GLSL Optimizations

Many of the optimizations in this article are done automatically by some implementations, but often they are not. Therefore it helps to use these code optimizations, and they neither makes your code more complicated to read.

Use Swizzle

Swizzle masks are essentially free in hardware. Use them where possible.

Swizzling

You can access the components of vectors using the following syntax:

vec4 someVec;
someVec.x + someVec.y;

This is called swizzling. You can use x, y, z, or w, referring to the first, second, third, and fourth components, respectively.

The reason it has that name “swizzling” is because the following syntax is entirely valid:

vec2 someVec;
vec4 otherVec = someVec.xyxx;
vec3 thirdVec = otherVec.zyy;

You can use any combination of up to 4 of the letters to create a vector (of the same basic type) of that length. So otherVec.zyy is a vec3, which is how we can initialize a vec3 value with it. Any combination of up to 4 letters is acceptable, so long as the source vector actually has those components. Attempting to access the ‘w’ component of a vec3 for example is a compile-time error.
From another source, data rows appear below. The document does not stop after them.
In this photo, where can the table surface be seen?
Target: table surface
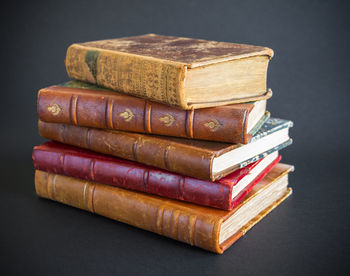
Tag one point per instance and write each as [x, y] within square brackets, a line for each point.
[308, 234]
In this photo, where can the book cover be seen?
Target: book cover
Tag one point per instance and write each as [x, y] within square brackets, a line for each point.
[200, 159]
[225, 193]
[86, 105]
[208, 228]
[183, 72]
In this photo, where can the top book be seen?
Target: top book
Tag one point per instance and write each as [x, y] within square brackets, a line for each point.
[182, 72]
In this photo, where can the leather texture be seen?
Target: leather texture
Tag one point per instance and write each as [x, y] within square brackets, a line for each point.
[188, 51]
[75, 162]
[100, 108]
[184, 156]
[155, 67]
[190, 223]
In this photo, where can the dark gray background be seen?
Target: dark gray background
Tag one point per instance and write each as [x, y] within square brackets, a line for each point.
[309, 233]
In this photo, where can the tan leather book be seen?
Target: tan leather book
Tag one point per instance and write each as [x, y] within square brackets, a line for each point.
[82, 104]
[200, 159]
[208, 228]
[183, 72]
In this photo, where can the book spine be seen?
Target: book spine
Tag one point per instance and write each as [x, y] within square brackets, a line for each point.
[131, 146]
[140, 210]
[149, 78]
[133, 177]
[58, 104]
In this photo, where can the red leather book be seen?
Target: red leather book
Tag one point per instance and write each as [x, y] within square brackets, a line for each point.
[225, 193]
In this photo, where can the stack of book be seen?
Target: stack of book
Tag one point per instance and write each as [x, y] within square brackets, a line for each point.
[167, 134]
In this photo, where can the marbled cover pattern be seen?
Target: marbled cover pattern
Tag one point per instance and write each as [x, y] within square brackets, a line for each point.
[177, 49]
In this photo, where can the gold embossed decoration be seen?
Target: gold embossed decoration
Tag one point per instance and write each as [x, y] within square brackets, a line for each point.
[168, 119]
[127, 115]
[213, 125]
[55, 109]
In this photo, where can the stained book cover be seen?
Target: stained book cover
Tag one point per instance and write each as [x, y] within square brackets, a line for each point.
[86, 105]
[189, 223]
[75, 162]
[158, 68]
[184, 156]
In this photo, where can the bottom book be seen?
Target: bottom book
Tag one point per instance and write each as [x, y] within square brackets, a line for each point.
[208, 228]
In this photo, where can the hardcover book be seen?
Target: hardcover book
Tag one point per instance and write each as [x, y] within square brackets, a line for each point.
[208, 228]
[82, 104]
[225, 193]
[182, 72]
[200, 159]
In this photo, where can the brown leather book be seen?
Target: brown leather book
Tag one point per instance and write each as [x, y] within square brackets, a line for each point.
[81, 104]
[182, 72]
[208, 228]
[200, 159]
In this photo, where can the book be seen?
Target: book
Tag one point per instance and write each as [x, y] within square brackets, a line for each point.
[225, 193]
[200, 159]
[208, 228]
[82, 104]
[183, 72]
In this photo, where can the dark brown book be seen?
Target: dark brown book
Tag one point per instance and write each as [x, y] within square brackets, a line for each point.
[200, 159]
[183, 72]
[208, 228]
[225, 193]
[81, 104]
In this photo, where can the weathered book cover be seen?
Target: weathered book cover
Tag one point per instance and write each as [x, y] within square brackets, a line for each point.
[81, 104]
[184, 156]
[75, 162]
[189, 223]
[182, 72]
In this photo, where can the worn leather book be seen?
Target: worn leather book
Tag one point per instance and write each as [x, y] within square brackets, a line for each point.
[81, 104]
[200, 159]
[225, 193]
[182, 72]
[208, 228]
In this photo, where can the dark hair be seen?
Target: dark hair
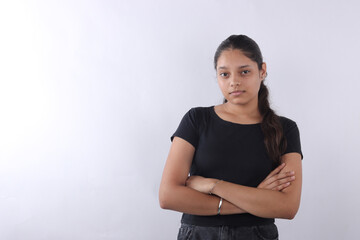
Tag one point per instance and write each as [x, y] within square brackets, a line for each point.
[274, 139]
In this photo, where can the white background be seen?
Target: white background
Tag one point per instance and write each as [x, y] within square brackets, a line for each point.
[91, 91]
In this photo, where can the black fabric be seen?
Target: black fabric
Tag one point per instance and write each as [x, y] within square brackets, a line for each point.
[232, 152]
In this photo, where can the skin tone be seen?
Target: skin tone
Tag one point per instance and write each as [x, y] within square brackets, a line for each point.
[278, 196]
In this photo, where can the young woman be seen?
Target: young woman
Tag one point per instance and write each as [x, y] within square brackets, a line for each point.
[234, 167]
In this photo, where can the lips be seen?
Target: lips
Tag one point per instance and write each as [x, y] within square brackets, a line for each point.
[237, 92]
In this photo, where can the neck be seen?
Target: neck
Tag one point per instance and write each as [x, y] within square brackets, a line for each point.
[249, 112]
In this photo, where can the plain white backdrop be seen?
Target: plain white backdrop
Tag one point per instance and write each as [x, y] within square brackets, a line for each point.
[91, 91]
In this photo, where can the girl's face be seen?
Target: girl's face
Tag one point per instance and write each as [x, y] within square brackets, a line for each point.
[239, 77]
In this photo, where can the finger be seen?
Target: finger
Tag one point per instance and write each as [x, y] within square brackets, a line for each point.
[281, 187]
[275, 171]
[280, 176]
[280, 182]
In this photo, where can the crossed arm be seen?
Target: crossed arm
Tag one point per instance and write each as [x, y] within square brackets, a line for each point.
[275, 197]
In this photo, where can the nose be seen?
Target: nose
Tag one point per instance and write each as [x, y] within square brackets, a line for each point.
[235, 82]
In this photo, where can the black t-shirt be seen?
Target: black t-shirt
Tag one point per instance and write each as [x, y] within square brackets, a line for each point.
[232, 152]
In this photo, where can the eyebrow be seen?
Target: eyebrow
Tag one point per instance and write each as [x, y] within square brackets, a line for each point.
[240, 67]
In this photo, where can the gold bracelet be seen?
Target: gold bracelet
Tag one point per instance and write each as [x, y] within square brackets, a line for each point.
[220, 203]
[210, 192]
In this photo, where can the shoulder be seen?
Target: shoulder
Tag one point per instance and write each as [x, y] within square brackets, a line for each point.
[199, 112]
[199, 115]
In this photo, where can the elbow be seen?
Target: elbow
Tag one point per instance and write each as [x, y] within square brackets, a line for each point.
[290, 213]
[164, 198]
[163, 202]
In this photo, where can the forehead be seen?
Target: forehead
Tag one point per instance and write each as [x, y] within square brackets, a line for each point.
[234, 58]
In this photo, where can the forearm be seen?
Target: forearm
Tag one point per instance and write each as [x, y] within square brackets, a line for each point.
[187, 200]
[260, 202]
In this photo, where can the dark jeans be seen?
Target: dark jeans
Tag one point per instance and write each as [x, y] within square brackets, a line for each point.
[262, 232]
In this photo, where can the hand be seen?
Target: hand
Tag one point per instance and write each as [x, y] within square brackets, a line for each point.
[276, 180]
[200, 184]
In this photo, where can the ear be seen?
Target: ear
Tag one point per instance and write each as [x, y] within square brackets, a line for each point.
[263, 72]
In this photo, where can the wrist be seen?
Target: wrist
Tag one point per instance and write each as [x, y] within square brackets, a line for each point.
[215, 182]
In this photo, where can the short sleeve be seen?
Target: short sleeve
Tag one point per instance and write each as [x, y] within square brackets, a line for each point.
[292, 135]
[188, 129]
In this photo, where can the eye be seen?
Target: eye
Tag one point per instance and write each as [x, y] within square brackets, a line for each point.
[224, 74]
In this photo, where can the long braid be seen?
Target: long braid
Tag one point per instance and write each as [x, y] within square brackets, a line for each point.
[275, 142]
[274, 139]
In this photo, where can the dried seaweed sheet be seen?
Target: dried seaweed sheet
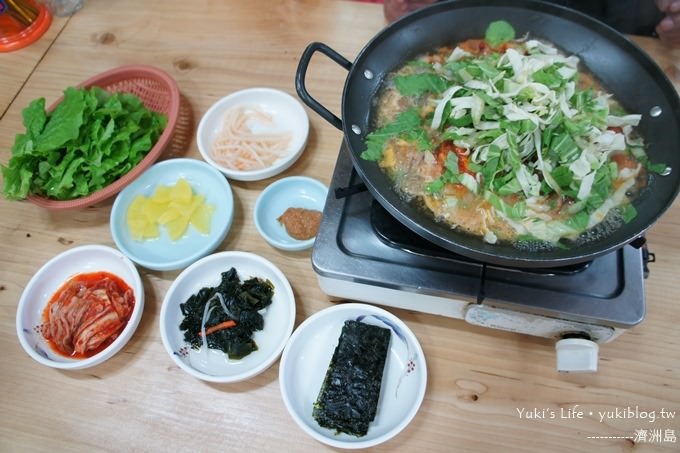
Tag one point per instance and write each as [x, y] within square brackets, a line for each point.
[348, 399]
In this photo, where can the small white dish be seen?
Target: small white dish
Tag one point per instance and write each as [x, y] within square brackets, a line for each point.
[287, 114]
[50, 278]
[162, 253]
[279, 318]
[295, 192]
[306, 357]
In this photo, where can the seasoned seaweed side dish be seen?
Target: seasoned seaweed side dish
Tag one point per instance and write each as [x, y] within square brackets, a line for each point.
[224, 317]
[348, 398]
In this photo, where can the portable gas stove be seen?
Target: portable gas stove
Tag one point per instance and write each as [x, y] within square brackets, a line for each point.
[362, 253]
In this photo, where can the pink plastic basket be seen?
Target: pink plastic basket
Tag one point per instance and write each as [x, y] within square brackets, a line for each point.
[159, 92]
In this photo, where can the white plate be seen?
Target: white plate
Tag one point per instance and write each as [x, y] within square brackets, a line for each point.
[279, 318]
[162, 253]
[51, 276]
[287, 114]
[306, 357]
[295, 192]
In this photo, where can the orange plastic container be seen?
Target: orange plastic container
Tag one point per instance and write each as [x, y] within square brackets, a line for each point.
[22, 22]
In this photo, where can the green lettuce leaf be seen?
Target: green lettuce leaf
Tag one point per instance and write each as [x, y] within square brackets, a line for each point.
[88, 141]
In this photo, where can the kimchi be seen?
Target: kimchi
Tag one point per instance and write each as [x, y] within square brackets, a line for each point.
[87, 314]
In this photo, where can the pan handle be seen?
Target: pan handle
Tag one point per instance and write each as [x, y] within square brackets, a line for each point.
[301, 74]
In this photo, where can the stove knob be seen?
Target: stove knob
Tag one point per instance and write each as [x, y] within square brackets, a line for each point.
[576, 355]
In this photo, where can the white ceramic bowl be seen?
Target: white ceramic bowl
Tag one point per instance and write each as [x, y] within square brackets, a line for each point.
[162, 253]
[279, 318]
[50, 277]
[296, 192]
[287, 114]
[306, 357]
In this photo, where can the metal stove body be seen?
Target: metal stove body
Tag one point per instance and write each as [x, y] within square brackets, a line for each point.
[362, 253]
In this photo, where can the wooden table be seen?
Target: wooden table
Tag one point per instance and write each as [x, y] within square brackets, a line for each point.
[482, 382]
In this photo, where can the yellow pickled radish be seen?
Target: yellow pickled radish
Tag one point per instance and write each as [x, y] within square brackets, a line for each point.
[181, 192]
[177, 227]
[175, 207]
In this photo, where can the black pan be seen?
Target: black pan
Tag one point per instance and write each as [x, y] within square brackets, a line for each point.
[620, 65]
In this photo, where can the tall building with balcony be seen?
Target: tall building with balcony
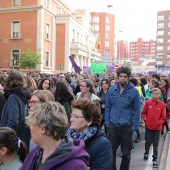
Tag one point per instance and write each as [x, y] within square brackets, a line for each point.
[103, 25]
[122, 51]
[141, 48]
[163, 38]
[51, 28]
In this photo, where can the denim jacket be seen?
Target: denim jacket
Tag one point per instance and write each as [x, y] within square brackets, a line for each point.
[122, 108]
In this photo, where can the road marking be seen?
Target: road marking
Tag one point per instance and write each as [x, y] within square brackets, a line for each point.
[149, 163]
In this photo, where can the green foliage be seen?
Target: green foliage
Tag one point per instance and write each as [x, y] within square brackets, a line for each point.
[29, 59]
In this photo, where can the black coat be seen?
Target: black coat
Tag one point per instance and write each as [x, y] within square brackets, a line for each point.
[100, 150]
[2, 102]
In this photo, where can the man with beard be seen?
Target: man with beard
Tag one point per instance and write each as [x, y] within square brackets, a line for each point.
[122, 112]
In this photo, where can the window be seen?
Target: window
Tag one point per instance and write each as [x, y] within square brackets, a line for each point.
[95, 19]
[106, 43]
[16, 2]
[160, 40]
[47, 4]
[47, 59]
[15, 57]
[107, 35]
[160, 33]
[106, 51]
[47, 31]
[159, 48]
[107, 28]
[97, 34]
[77, 37]
[160, 25]
[160, 18]
[95, 27]
[16, 29]
[107, 20]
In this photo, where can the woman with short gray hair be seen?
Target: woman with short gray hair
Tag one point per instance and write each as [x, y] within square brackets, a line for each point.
[88, 91]
[48, 123]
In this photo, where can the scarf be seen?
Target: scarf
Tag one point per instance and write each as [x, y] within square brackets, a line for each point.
[91, 131]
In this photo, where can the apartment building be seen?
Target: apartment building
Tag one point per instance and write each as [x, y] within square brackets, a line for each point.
[103, 25]
[141, 48]
[163, 38]
[50, 28]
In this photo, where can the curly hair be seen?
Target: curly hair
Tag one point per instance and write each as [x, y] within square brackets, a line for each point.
[155, 82]
[62, 91]
[43, 95]
[9, 140]
[51, 116]
[40, 84]
[125, 70]
[89, 110]
[14, 79]
[167, 84]
[90, 84]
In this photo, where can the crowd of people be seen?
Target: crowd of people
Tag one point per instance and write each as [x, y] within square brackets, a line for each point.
[78, 121]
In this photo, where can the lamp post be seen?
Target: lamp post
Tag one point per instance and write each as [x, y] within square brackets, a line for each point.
[119, 46]
[157, 55]
[108, 44]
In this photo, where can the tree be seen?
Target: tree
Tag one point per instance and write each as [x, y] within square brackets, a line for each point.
[29, 59]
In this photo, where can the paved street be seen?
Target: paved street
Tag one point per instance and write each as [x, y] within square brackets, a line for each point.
[137, 162]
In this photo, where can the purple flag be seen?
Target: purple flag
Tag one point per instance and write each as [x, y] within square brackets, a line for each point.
[74, 64]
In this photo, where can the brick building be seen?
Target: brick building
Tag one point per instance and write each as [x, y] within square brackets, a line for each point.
[122, 51]
[163, 38]
[103, 25]
[141, 48]
[47, 27]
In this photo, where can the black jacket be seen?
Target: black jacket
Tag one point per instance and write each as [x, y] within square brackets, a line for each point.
[100, 150]
[15, 108]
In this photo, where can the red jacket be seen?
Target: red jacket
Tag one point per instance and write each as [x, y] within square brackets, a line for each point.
[154, 114]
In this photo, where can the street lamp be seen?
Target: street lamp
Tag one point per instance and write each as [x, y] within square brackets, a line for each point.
[157, 55]
[119, 46]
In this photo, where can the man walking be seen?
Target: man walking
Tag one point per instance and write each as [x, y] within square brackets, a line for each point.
[154, 115]
[122, 112]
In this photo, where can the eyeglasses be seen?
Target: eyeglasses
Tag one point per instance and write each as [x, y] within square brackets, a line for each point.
[33, 102]
[155, 93]
[75, 116]
[82, 86]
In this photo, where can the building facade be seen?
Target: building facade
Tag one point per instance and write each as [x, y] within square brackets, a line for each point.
[48, 27]
[103, 25]
[163, 38]
[141, 48]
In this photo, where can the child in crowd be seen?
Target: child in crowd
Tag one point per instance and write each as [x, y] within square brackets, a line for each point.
[154, 115]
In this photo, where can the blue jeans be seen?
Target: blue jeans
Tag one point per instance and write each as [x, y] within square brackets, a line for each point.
[121, 135]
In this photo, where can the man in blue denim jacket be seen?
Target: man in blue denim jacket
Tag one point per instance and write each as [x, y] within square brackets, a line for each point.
[122, 112]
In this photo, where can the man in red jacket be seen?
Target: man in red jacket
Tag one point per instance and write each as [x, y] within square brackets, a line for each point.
[154, 115]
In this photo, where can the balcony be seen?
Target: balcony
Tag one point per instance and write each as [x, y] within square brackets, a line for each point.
[15, 36]
[78, 46]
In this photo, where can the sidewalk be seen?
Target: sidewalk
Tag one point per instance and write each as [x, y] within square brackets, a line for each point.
[165, 157]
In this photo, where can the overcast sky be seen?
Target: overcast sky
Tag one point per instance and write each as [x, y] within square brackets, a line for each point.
[135, 18]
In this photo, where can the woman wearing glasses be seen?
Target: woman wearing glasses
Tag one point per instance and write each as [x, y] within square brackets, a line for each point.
[64, 96]
[85, 125]
[88, 91]
[48, 124]
[38, 97]
[45, 84]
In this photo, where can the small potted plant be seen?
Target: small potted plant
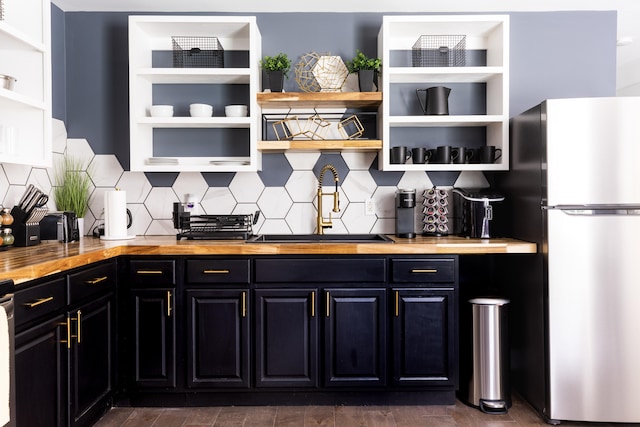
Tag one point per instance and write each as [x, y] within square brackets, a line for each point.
[72, 188]
[367, 69]
[277, 68]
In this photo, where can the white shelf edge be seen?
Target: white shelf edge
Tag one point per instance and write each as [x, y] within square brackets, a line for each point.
[196, 122]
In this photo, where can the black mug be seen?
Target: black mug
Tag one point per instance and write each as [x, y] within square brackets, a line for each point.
[420, 155]
[488, 154]
[463, 155]
[400, 155]
[445, 154]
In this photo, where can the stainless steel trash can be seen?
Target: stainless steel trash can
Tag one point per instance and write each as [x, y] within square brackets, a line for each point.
[489, 388]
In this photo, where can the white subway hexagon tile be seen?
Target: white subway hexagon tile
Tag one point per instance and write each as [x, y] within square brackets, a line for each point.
[160, 227]
[302, 161]
[160, 202]
[58, 136]
[246, 187]
[355, 220]
[190, 182]
[301, 218]
[384, 202]
[358, 160]
[274, 202]
[218, 201]
[136, 185]
[105, 170]
[80, 149]
[302, 186]
[359, 186]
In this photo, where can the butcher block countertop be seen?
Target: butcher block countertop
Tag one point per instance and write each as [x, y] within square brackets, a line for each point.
[27, 263]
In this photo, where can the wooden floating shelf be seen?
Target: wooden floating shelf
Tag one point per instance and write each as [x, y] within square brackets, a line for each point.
[323, 145]
[319, 99]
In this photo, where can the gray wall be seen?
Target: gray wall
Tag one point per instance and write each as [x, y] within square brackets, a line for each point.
[553, 55]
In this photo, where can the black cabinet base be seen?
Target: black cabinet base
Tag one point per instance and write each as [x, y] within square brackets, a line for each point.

Swizzling also works on l-values:

vec4 someVec;
someVec.wzyx = vec4(1.0, 2.0, 3.0, 4.0); // Reverses the order.
someVec.zx = vec2(3.0, 5.0); // Sets the 3rd component of someVec to 3.0 and the 1st component to 5.0

However, when you use a swizzle as a way of setting component values, you cannot use the same swizzle component twice. So someVec.xx = vec2(4.0, 4.0); is not allowed.

Additionally, there are 3 sets of swizzle masks. You can use xyzw, rgba (for colors), or stpq (for texture coordinates). These three sets have no actual difference; they’re just syntactic sugar. You cannot combine names from different sets in a single swizzle operation. So “.xrs” is not a valid swizzle mask.

In OpenGL 4.2 or ARB_shading_language_420pack, scalars can be swizzled as well. They obviously only have one source component, but it is legal to do this:

float aFloat;
vec4 someVec = aFloat.xxxx;
in vec4 in_pos;
// The following two lines:
gl_Position.x = in_pos.x;
gl_Position.y = in_pos.y;
// can be simplified to:
gl_Position.xy = in_pos.xy;

Swizzle can both make your shader faster, and the code becomes more readable.

Avoid changing precision while swizzling

Converting from one precision type to another in a Shader can be a costly operation, but converting the precision type while simultaneously swizzling can be particularly painful. If we have mathematical operations that use swizzling, ensure that they don’t also convert the precision type. In these cases, it would be wiser to simply use the high-precision data type from the very beginning or reduce precision across the board to avoid the need for changes in precision.

Get MAD

MAD is short for multiply, then add. It is generally assumed that MAD operations are “single cycle”, or at least faster than the alternative.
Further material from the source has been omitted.